A member of the World Health Organization research team says that wildlife farms in southern China are the most likely source of the COVID-19 pandemic.
China closed these wildlife farms in February 2020, says Peter Daszak, a disease ecologist at the EcoHealth Alliance and a member of the WHO delegation who traveled to China this year. During that trip, Daszak says, the WHO team found new evidence that these wildlife farms supplied animals to vendors at the Huanan Wholesale Seafood Market in Wuhan.
Daszak told the NPR that the government’s response was a strong sign that the Chinese government thought these farms were the most likely way for a coronavirus in bats in southern China to reach humans in Wuhan.
These wildlife farms, including those in the Yunnan region, are part of a unique project that the Chinese government has been promoting for 20 years.
“They take exotic animals, such as civets, hedgehogs, pangolins, raccoon dogs and bamboo mice, and raise them in captivity,” says Daszak.
The agency is expected to disclose the team’s investigative findings in the next two weeks. In the meantime, Daszak gave NPR a spotlight on what the team found.
“China has promoted the breeding of wild animals as a way of alleviating rural populations from poverty,” says Daszak. The farms helped the government meet ambitious goals to end the rural-urban divide, as reported by NPR last year.

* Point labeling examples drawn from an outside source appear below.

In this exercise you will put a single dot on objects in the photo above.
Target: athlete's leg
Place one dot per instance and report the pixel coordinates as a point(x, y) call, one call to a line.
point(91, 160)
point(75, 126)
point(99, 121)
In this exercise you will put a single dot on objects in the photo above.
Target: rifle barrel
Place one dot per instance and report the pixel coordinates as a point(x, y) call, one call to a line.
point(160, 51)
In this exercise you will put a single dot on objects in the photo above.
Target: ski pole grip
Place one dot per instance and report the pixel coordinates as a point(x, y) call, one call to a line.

“It was very successful,” says Daszak. “In 2016, they had 14 million people employed on wildlife farms and it was a $ 70 billion industry.”
Then, on February 24, 2020, when the outbreak in Wuhan was subsiding, the Chinese government took a complete turn on the farms.
“What China did was very important,” says Daszak. “They released a statement saying they would stop growing wild animals for food.”
The government closed the farms. “They sent instructions to farmers on how to safely dispose of animals – bury, kill or burn them – in a way that would not spread disease.”
Why would the government do that? Because, Daszak thinks, these farms could be the place of overflow, where the coronavirus jumped from a bat to another animal and then to people. “I think SARS-CoV-2 hit people for the first time in southern China. It seems that way.”
First, many farms are located in or around a southern province, Yunnan, where virologists have found a bat virus that is genetically 96% similar to SARS-CoV-2, the coronavirus that causes COVID-19 disease . Second, farms raise animals that are known to carry coronaviruses, such as civet cats and pangolins.
Finally, during the WHO mission to China, Daszak said the team found new evidence that these farms were supplying vendors at the Huanan Wholesale Seafood Market in Wuhan, where an early outbreak of COVID-19 occurred.
The market was closed overnight on December 31, 2019, after being linked to cases of what was then described as a mysterious pneumonia-like illness.
“There was a massive transmission going on in that market, for sure,” said Linfa Wang, a virologist who studies bat viruses at Duke-NUS Medical School in Singapore. He is also part of the WHO investigation team. Wang says that after the outbreak in the Huanan market, Chinese scientists went there and looked for the virus.
“In the live animals section, they had a lot of positive samples,” said Wang. “They still have two samples from which they can isolate live viruses.”
And so Daszak and other members of the WHO team believe that wildlife farms have provided a perfect channel between a coronavirus-infected bat in Yunnan (or neighboring Myanmar) and an animal market in Wuhan.
“China closes this path for a reason,” says Daszak. “The reason was that, in February 2020, they believed that this was the most likely path [for the coronavirus to spread to Wuhan]. And when the WHO report is published … we believe it is the most likely path as well. “
The next step, says Daszak, is to find out specifically which animal carried the virus and on which of the many wildlife farms.